A knowledge base that zep really understands.
Training is where everything that should later be answered comes together. You connect sources, check how they were split up and correct things directly in the chat when an answer is off. Re-indexing runs automatically in the background — you keep working without waiting.

Three steps, one clear workflow.
No plugin, no wizard with required fields. You work at your own pace and jump between the steps — everything syncs back to the dashboard automatically.
- 1. Sources
Notion, PDFs, websites, ZIP — connect it all.
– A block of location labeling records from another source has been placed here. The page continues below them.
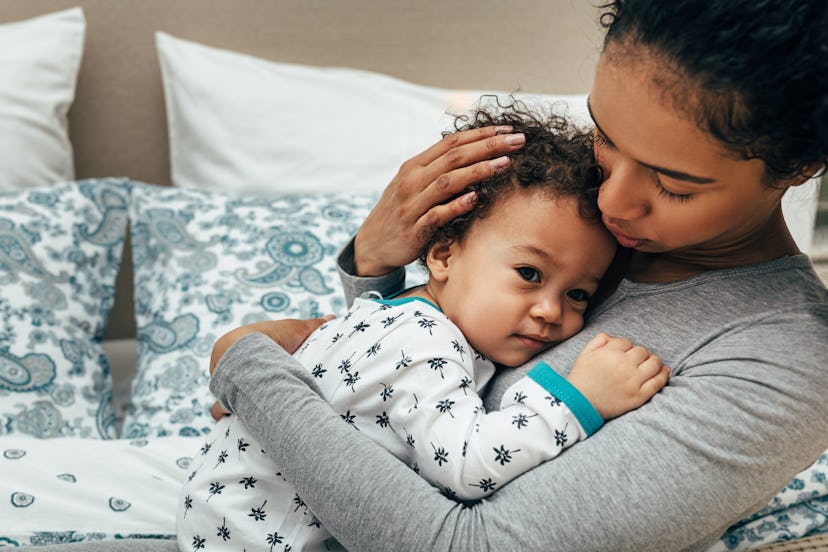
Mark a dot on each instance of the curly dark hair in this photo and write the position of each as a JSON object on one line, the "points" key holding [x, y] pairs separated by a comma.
{"points": [[758, 69], [557, 160]]}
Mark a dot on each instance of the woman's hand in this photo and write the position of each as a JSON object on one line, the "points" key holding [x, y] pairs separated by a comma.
{"points": [[288, 334], [419, 198]]}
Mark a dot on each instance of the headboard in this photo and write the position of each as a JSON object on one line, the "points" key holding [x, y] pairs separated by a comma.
{"points": [[118, 125]]}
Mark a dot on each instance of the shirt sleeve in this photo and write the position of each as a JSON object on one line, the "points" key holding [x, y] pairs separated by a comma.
{"points": [[715, 445], [353, 286]]}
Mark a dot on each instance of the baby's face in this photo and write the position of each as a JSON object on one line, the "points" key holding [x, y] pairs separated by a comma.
{"points": [[520, 280]]}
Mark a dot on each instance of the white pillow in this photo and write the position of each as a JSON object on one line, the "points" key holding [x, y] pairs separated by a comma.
{"points": [[238, 123], [39, 62], [243, 124]]}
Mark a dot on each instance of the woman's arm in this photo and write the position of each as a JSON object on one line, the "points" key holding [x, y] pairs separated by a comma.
{"points": [[670, 475]]}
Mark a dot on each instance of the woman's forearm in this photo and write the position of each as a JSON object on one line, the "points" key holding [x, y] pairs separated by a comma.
{"points": [[650, 480]]}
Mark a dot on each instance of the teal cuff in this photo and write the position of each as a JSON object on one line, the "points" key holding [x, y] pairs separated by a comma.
{"points": [[584, 412]]}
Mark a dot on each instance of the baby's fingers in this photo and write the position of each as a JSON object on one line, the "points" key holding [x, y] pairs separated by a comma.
{"points": [[653, 385]]}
Connect workspaces via OAuth, upload file bundles or enter URLs. zep checks format, language and size and creates an indexing plan — you do not have to configure a chunker.
- 2. Verification
Look through chunks and embeddings.
For each source you see the generated chunks, their token lengths and which passages show up most often as answers. Each chunk has a preview snippet — no black-box vector store.
- 3. Correction
Wrong answer? Set it right in the chat.
When the bot gets it wrong, you correct it directly in the training chat. zep highlights the affected sources, suggests a better source or asks you for additional material — all without code.

Four steps from doc to answer.
When you add a new source, the following pipeline kicks off — all tenant-isolated and with an audit trail:
- Parsing & cleaning. We remove footers, cookie banners, navigation and boilerplate. For PDFs we detect columns, tables and code blocks separately. Discord and forum exports are grouped into threads.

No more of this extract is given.